Some of this has been purely practical: how to design a good staff appraisal system; the importance of on-job learning; the need for effective delegation. More has dealt with what I see as trends: our obsession with quantification; the rise of key performance indicators; the impact of what I see as our obsession with control and risk avoidance.

Beyond the purely practical, I suppose that my key message has been that our systems no longer work very well in either public or private sectors.

When I started writing, I had no idea that that we would soon face a global financial crisis, nor that that global crisis was (at least in theory) predictable from my own writing. I only knew that our systems no longer worked.
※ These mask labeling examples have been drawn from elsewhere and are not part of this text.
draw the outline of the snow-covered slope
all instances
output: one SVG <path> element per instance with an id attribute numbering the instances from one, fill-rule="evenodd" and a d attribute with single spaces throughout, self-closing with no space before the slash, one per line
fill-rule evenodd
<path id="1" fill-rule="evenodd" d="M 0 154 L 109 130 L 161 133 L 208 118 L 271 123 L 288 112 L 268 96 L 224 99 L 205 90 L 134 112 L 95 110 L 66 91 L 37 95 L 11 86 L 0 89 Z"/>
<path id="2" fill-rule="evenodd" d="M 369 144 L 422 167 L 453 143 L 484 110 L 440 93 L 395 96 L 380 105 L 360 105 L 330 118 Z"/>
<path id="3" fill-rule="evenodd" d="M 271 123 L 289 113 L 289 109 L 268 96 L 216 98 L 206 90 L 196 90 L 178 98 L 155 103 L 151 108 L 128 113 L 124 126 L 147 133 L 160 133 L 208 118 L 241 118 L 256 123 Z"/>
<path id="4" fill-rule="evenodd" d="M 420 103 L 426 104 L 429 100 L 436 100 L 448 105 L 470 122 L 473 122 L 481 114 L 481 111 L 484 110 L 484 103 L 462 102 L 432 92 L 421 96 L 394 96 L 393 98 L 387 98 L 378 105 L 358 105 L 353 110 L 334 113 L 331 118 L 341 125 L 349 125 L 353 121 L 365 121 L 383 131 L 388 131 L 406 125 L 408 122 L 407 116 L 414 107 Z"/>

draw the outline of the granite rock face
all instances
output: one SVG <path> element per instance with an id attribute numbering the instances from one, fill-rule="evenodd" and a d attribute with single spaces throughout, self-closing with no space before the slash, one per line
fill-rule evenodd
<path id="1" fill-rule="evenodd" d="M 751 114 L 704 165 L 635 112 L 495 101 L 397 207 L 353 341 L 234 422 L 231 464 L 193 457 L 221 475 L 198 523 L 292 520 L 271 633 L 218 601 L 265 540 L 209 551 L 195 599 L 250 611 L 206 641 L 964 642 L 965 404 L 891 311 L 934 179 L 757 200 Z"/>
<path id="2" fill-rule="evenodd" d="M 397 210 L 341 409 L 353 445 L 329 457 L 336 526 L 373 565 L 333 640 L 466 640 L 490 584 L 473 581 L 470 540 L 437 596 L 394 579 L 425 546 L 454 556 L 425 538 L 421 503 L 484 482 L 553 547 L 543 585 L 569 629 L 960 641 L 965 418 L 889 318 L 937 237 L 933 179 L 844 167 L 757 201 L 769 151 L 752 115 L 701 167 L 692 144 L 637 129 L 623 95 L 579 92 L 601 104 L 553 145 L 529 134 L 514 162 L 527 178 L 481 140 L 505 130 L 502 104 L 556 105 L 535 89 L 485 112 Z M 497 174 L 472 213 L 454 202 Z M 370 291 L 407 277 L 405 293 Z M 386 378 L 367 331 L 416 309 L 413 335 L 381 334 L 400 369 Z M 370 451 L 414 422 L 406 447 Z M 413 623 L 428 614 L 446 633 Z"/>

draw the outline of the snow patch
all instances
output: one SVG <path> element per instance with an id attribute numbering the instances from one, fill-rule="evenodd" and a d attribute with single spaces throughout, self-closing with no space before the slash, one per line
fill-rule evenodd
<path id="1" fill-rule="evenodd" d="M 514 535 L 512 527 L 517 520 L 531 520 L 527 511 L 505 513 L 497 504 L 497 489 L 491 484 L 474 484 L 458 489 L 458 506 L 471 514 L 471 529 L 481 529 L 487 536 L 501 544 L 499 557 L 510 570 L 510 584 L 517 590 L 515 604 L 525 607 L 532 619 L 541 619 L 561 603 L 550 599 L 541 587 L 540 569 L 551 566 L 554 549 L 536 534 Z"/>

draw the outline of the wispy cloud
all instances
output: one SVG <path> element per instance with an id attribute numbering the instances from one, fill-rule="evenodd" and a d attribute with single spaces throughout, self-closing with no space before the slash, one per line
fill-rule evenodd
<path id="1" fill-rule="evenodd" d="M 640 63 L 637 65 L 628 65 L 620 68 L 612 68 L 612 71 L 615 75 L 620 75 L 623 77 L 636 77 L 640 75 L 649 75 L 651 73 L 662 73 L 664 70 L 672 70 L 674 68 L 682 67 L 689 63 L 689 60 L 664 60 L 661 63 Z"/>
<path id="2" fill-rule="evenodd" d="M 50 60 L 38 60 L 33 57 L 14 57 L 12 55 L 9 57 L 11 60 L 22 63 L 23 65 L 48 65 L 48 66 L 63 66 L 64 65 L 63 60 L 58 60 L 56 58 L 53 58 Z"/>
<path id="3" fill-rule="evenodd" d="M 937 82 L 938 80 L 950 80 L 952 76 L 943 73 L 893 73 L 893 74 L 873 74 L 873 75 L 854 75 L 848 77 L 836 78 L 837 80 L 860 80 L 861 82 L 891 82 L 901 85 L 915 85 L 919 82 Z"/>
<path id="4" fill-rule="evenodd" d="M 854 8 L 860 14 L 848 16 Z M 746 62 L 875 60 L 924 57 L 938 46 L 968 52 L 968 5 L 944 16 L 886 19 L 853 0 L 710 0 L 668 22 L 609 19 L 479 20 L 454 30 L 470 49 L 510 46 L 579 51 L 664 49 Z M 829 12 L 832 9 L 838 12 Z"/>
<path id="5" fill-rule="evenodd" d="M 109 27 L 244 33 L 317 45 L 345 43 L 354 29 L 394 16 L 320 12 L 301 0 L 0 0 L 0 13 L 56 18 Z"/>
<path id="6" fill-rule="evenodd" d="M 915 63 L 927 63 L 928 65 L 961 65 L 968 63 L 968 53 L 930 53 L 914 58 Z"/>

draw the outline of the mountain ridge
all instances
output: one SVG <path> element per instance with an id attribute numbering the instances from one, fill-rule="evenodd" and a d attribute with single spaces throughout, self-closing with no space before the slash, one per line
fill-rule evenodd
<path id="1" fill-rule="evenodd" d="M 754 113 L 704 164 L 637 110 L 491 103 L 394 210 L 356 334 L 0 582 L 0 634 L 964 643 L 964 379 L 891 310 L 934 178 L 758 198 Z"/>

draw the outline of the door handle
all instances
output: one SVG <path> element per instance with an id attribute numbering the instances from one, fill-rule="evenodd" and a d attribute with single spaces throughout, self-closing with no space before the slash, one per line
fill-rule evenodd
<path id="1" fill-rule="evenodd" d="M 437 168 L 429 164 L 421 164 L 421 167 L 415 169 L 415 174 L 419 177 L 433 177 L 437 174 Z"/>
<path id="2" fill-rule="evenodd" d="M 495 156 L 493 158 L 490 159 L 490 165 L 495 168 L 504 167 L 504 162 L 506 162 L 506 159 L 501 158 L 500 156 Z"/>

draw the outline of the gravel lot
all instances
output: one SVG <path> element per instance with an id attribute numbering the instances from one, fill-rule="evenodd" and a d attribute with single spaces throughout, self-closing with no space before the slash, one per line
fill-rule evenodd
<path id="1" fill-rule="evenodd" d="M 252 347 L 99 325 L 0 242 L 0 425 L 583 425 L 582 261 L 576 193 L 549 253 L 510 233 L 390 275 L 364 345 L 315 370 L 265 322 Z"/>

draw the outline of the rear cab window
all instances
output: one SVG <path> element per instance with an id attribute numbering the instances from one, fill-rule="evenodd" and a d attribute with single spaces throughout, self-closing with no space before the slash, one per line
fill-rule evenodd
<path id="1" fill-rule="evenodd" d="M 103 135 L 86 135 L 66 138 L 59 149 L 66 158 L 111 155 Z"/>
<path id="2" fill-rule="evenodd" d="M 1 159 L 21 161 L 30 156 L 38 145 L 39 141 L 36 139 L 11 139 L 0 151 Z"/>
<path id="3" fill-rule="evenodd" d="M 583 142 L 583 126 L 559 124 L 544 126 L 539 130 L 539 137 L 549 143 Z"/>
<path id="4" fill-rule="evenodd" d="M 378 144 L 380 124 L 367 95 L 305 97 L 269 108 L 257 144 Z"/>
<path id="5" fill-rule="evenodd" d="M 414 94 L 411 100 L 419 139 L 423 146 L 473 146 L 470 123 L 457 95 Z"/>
In terms of this particular muse, Australia badly needs better management.

We do not need a system that leads analysts such as myself to take major Government pronouncements and automatically add six months to stated impact dates to accommodate our current administrative systems. We do not need a system where achievement of stated outcomes will in fact leave the underlying problems unresolved, where the outcomes are disconnected from real need.

These problems are not limited to the public sector.

For much of the last two decades, my major advisory work has been in the private and not for profit sector. Here I have found performance measurement systems that do not reflect real firm performance. I have seen information systems that have very little real linkage to actual firm operations. I have seen managers struggle with short term objectives that they know will detract from the longer term.

In a professional sense, I have struggled with my inability to get key messages across.

In many cases there is little reason to provide new substantive advice because those who commission the work do not have the power to affect real changes. To be helpful, advice must be constrained by what the specific person or persons can in fact do.

Even when dealing at CEO level there are problems.

Consider this. How do you tell a CEO that they should not attempt to achieve the immediate performance objectives on which their pay depends? How do you say that they may get the results and the cash, but leave the firm in a weakened position? It is very hard to do so, equally hard to get the CEO to accept the advice.

In all this, I have become a management radical in that I want to tear existing systems down. Alternatively, I have become a conservative in that I want to go back to elements of the past.

Enough, I think, for the present. It is hard campaigning for change where the change involves a return to the past. But then, a lot of my arguments do!